Inwardly Inspector Bonaparte flinched, but calmly he replied:
“Well … yes. Who are you?”
“I’m a Kelly. My name’s Brian. What’s yours? I did hear but I’ve forgotten.”
Bony who liked frankness in other people, began to like this Brian Kelly. The grey eyes were wide and candid. He had his father’s colouring and the promise of his father’s physical power in the wide shoulders and the powerful neck. The voice was pleasing. The somewhat weathered riding togs were less so.
“The name is Nathaniel Bonnay. Nat for short. I met your father, I think, the day I arrived. You live in a nice place.”
“Nice enough on fine days, Nat. Leaks a bit when it rains. Nothing wrong with the country though. Except for the fogs. Though I like the fogs, as a matter of fact. They prevent people spying on others, like Grandma Conway’s doing right now.”
“She is, eh!”
“Have a deck,” Brian Kelly waved a hand towards the settlement. “Parks herself at the eye-piece of a glass all day. Don’t miss much, the old witch.”
Bony could see the sunlight glinting from behind a window adjacent to the general store.
“I’ll be told tonight that I don’t work fast enough.”
The younger man loaded a pipe, watching Bony at the same time with his small shrewd eyes. The wide mouth was generous, but the chin betrayed a quick temper. The flame-red hair needed cutting, and the cloth cap clamped down on it needed replacing. Bony knew that his mother had been dead several years. He knew, too, that Brian Kelly had, like the Conways in their turn, been educated at a Catholic college. That costs money and money was here in this valley. Yet Brian Kelly’s clothes were disgracefully worn, and could be his father’s cast-offs.
“Are you working for wages?”
“Contract. Seven shillings a bag,” replied Bony.
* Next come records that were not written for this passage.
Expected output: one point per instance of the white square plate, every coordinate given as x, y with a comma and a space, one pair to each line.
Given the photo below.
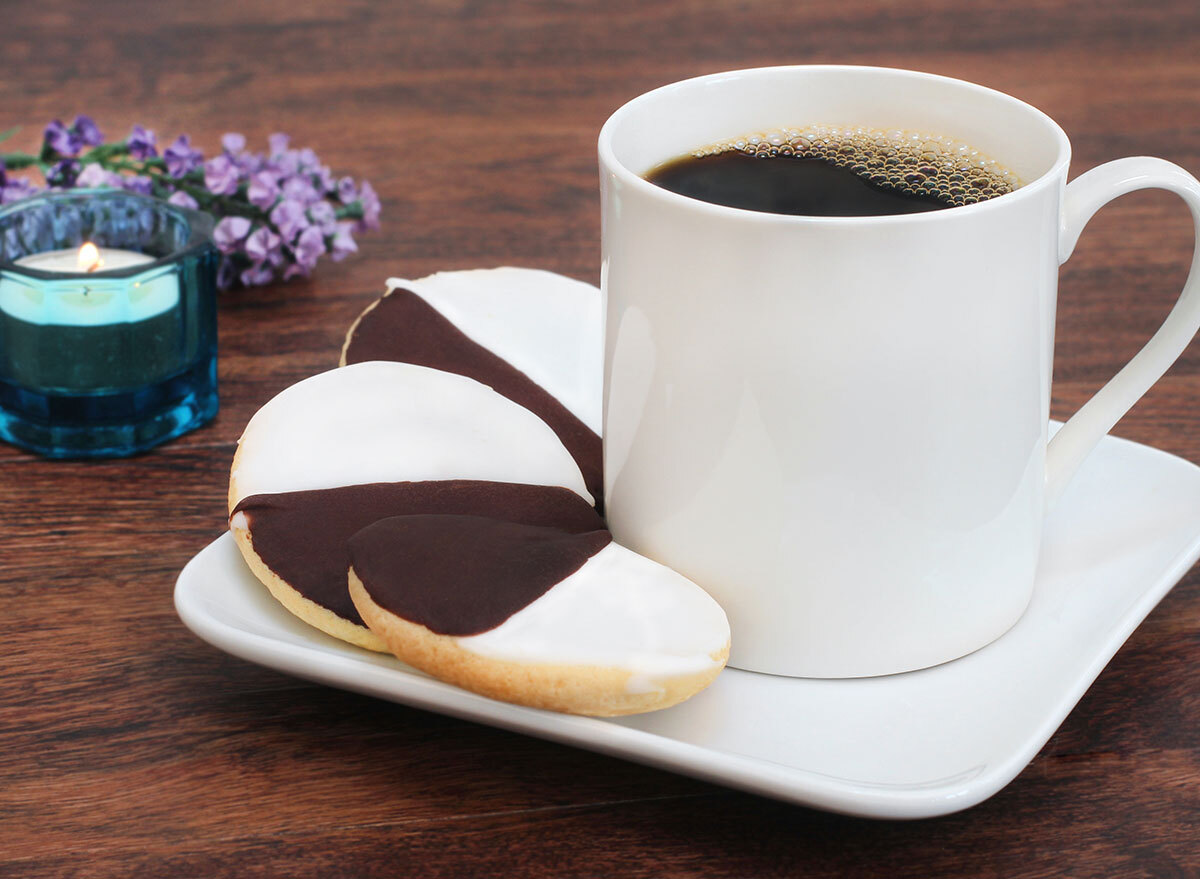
907, 746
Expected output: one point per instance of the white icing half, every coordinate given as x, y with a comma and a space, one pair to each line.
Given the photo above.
381, 422
547, 326
619, 610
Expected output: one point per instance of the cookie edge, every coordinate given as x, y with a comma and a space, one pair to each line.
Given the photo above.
593, 691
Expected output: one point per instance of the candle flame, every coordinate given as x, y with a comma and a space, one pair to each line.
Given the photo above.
89, 257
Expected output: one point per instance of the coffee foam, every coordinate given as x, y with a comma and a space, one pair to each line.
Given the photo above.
906, 161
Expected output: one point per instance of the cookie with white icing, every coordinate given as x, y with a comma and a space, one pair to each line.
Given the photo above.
354, 444
534, 615
532, 335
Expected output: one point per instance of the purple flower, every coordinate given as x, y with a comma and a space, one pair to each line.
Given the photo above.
95, 175
289, 219
300, 189
181, 157
323, 216
263, 245
231, 233
370, 207
325, 181
63, 173
309, 247
17, 187
221, 175
60, 139
181, 199
226, 273
142, 143
343, 243
142, 185
263, 190
87, 131
257, 275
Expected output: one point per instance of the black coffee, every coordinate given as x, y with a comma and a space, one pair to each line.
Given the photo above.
837, 172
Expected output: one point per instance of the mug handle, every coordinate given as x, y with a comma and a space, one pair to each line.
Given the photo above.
1084, 196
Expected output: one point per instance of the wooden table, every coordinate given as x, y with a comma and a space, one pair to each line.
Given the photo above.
129, 747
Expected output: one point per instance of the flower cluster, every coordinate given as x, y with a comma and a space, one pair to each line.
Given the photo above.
276, 213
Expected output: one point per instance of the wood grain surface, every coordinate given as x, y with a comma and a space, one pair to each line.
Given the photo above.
129, 747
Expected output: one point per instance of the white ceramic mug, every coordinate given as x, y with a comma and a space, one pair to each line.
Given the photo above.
839, 425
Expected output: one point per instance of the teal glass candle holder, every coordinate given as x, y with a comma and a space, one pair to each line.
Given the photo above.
105, 350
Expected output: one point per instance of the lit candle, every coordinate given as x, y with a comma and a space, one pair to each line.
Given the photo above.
105, 350
87, 330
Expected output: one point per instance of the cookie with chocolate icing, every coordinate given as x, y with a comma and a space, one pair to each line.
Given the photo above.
341, 449
534, 615
532, 335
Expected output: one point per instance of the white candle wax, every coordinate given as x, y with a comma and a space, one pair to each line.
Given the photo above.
88, 299
69, 259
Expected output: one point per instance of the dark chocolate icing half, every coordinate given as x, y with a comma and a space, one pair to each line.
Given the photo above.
461, 574
303, 536
406, 328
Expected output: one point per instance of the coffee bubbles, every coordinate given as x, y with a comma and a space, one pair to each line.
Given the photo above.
907, 162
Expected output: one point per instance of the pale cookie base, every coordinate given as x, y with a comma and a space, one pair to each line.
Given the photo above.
349, 333
295, 603
305, 608
574, 689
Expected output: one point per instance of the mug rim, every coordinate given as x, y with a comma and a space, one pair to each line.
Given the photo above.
1032, 189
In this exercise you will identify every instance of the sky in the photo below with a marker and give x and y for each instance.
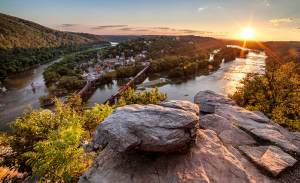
(271, 20)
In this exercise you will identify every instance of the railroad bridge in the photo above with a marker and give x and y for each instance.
(111, 100)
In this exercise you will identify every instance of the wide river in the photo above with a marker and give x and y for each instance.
(224, 80)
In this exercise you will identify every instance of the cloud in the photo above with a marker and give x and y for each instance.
(281, 20)
(162, 28)
(126, 29)
(142, 30)
(108, 26)
(280, 28)
(187, 31)
(69, 25)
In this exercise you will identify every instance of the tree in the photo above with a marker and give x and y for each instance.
(31, 128)
(58, 158)
(276, 94)
(96, 115)
(151, 97)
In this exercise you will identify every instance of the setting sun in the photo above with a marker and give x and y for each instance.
(247, 33)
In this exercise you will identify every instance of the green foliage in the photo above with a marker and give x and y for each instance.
(31, 128)
(26, 34)
(95, 116)
(276, 94)
(24, 44)
(154, 47)
(45, 99)
(129, 71)
(151, 97)
(105, 78)
(58, 158)
(66, 66)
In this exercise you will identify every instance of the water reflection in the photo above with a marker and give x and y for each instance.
(224, 80)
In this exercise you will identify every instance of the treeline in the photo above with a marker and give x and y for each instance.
(19, 33)
(156, 47)
(185, 66)
(275, 93)
(129, 71)
(48, 145)
(66, 67)
(16, 59)
(24, 43)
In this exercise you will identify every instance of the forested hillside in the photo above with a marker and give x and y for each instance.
(24, 43)
(20, 33)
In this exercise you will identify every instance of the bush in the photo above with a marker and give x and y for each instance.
(276, 94)
(151, 97)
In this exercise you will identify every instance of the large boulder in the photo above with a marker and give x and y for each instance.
(207, 100)
(272, 158)
(207, 161)
(228, 133)
(255, 175)
(260, 126)
(168, 126)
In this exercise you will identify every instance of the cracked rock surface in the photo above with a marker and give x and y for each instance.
(272, 158)
(165, 127)
(206, 161)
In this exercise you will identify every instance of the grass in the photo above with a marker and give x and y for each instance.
(164, 83)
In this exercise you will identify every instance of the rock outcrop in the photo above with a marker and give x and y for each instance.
(271, 158)
(255, 124)
(207, 161)
(173, 142)
(228, 133)
(207, 100)
(165, 127)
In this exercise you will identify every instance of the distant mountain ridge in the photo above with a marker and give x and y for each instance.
(19, 33)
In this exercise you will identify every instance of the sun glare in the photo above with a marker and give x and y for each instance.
(247, 33)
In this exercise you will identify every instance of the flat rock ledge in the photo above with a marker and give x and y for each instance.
(206, 161)
(228, 133)
(165, 127)
(207, 100)
(260, 126)
(271, 158)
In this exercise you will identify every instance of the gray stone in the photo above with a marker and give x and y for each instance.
(180, 104)
(291, 136)
(207, 161)
(149, 127)
(207, 100)
(228, 133)
(254, 174)
(272, 158)
(260, 126)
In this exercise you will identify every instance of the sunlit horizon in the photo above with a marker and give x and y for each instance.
(218, 19)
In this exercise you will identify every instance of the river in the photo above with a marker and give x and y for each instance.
(224, 80)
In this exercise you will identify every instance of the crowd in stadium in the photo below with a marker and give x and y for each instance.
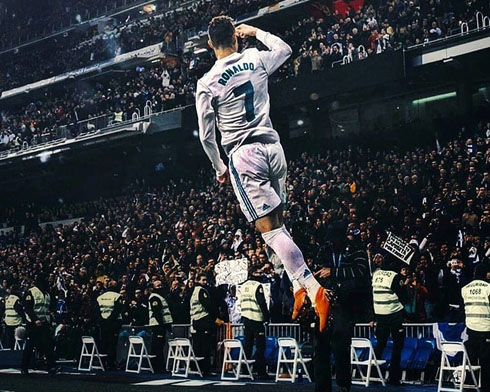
(166, 86)
(23, 21)
(317, 44)
(377, 27)
(435, 199)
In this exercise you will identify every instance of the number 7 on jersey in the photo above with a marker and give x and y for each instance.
(247, 89)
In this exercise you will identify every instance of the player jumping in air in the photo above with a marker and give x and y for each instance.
(234, 96)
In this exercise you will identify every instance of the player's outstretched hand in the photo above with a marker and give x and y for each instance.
(224, 178)
(244, 31)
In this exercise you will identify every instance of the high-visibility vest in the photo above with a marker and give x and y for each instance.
(385, 300)
(166, 315)
(197, 310)
(41, 305)
(107, 302)
(12, 318)
(476, 305)
(248, 301)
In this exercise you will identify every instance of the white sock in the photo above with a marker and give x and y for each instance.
(283, 245)
(296, 285)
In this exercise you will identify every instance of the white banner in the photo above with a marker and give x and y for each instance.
(267, 295)
(232, 272)
(399, 248)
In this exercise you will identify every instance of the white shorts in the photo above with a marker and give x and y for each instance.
(258, 175)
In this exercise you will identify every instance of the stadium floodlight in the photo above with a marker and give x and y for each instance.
(433, 98)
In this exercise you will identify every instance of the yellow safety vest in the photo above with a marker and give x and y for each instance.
(250, 309)
(197, 310)
(166, 315)
(118, 116)
(107, 302)
(385, 300)
(12, 318)
(41, 305)
(477, 305)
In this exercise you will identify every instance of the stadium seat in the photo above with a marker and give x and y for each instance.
(424, 351)
(90, 352)
(271, 350)
(408, 352)
(172, 352)
(387, 352)
(138, 351)
(457, 373)
(288, 347)
(184, 355)
(20, 338)
(359, 346)
(235, 364)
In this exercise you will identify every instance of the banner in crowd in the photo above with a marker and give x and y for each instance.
(342, 6)
(399, 248)
(232, 272)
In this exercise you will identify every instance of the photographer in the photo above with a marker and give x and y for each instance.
(345, 271)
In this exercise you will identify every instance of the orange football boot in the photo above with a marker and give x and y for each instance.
(323, 306)
(299, 301)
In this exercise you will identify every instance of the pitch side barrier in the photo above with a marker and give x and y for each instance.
(301, 334)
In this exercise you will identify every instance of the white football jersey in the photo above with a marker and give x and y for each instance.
(234, 96)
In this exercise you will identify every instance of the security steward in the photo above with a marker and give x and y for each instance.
(254, 314)
(388, 297)
(37, 306)
(14, 315)
(160, 323)
(203, 320)
(476, 297)
(344, 271)
(110, 306)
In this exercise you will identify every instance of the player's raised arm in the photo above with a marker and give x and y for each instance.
(279, 51)
(207, 129)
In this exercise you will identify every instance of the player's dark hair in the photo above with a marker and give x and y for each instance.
(220, 31)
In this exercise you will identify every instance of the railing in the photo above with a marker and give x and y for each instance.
(67, 25)
(411, 330)
(91, 126)
(463, 30)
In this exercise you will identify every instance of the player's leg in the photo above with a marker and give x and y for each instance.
(253, 169)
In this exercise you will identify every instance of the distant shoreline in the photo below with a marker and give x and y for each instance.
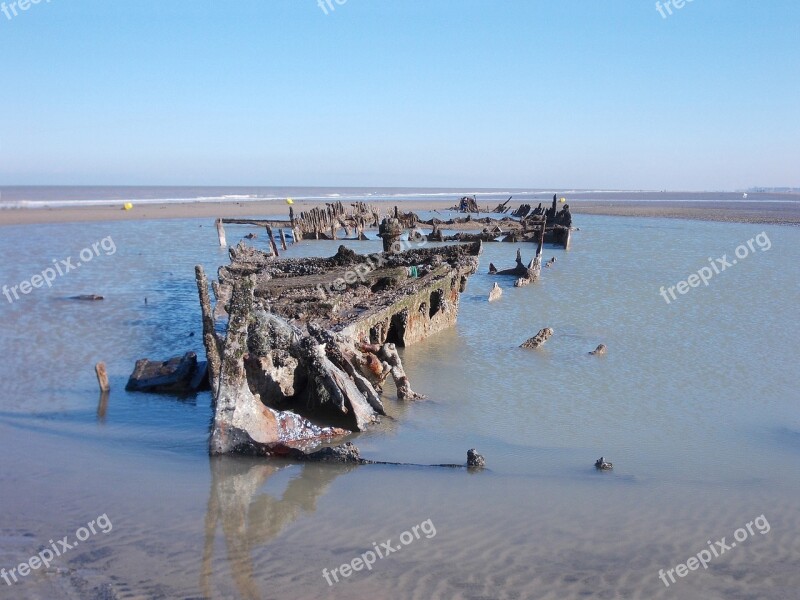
(766, 212)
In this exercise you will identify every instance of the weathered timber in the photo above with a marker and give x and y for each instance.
(539, 339)
(310, 340)
(599, 351)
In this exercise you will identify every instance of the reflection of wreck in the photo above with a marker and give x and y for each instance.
(310, 341)
(251, 518)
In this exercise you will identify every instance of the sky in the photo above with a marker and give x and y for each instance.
(599, 94)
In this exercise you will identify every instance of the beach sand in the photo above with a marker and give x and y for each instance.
(739, 212)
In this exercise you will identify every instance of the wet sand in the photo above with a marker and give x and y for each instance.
(738, 212)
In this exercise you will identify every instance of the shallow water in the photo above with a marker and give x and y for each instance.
(696, 404)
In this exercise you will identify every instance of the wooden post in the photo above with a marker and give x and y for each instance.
(212, 344)
(540, 246)
(221, 234)
(102, 376)
(102, 407)
(272, 241)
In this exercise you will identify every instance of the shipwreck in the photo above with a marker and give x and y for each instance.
(299, 349)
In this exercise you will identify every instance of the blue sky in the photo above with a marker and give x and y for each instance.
(473, 93)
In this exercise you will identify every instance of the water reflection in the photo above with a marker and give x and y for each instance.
(251, 517)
“Oh!” The pipe was lit, and Brian gazed pensively across the paddocks towards the settlement. “Where are they camping you?”
“In the cellar under the shed.”
“I’ve never been down there. Heard about it. Good hideaway, though. I understand they feed well. We eat like dogs.”
“Mrs Conway is a wonderful cook,” Bony said. “Seems to have plenty of help, too.”
“They’re civilised; we’re still savages.” He was sitting on the saddle sidewise, and the horse was placidly standing parallel with the wall. A faint smile touched his mouth.
“Didn’t think there was anything in horses these days. Stealing them, I mean,” he prompted, and Bony laughed and explained that the horses which had been his downfall were prospective racing stock. Brian wanted to know the details. He wanted to know what the country was like round Tenterfield. He asked if there was much employment in the real outback, and was pressing his questions when his face fell into a dark frown.
“The old man’s coming to argue,” he stated with conviction, adding with equal conviction. “I’m fed to the back teeth with the old man.”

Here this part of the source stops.